J'ai connu une japonaise qui voulait se marier avec moi. Vivre à Paris, sortir enfin du Japon si oppressant à ses yeux, voilà ce qui lui importait. Amoureuse de moi ? Elle m'aimait... bien. Un peu comme le gars de votre Keiko, elle me trouvait gentil, ce genre d'homme que les femmes adorent mais n'aiment jamais d'amour. Bienheureusement pour moi, ma raison a pris le dessus et je me suis aperçu que l'essai de vie en communauté à Paris tournait au vinaigre, constatant que la demoiselle si retenue au Japon, se lâchait en France.
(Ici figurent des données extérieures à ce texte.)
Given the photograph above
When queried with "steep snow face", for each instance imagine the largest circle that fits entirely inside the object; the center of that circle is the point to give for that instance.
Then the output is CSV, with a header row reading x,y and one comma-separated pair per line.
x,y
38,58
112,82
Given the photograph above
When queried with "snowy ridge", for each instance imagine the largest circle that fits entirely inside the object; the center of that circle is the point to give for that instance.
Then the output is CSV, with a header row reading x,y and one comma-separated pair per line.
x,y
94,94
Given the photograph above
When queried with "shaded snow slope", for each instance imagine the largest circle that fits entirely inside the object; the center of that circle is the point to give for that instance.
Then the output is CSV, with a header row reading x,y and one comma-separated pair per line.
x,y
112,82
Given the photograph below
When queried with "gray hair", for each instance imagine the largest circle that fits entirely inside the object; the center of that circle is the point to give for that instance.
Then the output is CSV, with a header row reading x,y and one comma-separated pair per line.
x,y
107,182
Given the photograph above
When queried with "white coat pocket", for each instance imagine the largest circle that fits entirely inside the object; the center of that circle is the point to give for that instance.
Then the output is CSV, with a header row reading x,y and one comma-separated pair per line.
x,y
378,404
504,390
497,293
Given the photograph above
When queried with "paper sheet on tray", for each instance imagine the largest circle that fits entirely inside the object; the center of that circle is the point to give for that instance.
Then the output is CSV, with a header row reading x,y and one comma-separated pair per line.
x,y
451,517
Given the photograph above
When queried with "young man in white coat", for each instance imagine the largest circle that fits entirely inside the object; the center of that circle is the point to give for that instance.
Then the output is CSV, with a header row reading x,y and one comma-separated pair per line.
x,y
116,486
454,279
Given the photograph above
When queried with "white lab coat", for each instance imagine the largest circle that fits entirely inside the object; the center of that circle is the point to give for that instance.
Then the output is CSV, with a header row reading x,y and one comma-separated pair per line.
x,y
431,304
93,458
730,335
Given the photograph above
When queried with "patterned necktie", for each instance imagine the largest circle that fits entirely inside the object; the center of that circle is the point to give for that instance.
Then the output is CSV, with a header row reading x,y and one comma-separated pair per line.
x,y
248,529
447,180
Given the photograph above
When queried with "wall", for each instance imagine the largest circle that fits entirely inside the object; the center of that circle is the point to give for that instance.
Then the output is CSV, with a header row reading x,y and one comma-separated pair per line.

Elle connaissait déjà quelques amis masculins sur Paris. Et je me rendis vite compte qu'elle couchait avec eux. Certes j'ai le défaut de ne pas être un Brad Pitt ou un David Beckham (je ne suis pas une mocheté non plus). Et si au Japon, elle se contentait de moi, une fois en France, elle avait accès à des français aux physiques plus avantageux et tout autant avides de petites asiatiques. Bref, devant ce cocufiage annoncé, je mis un terme à notre relation. Ce qui la laissa dans un certain désespoir, car ses autres amis si friands de galipettes avec elle n'envisageaient pas de vivre avec.
Ca ne s'est donc pas terminé comme votre Keiko ;)

jaranne 02/09/2008 20:19

On peut se marier, partout dans le monde, pour des tas de raisons, par amour, par intérêt, par peur de la solitude, par l'envie d'avoir des enfants face au temps qui passe et l'échec est possible dans chacun de ces mariages, alors pourquoi pas le choix de Keiko ?

laurent 01/09/2008 03:50

tes histoires doivent faire peur à certains. Je connais quand même des couples qui se sont mariés par amour et pas par connerie.

Giyo Chan 01/09/2008 04:32


Bonjour Laurent,

Moi aussi j`en connais egalement heureusement,  j`en fais meme partie !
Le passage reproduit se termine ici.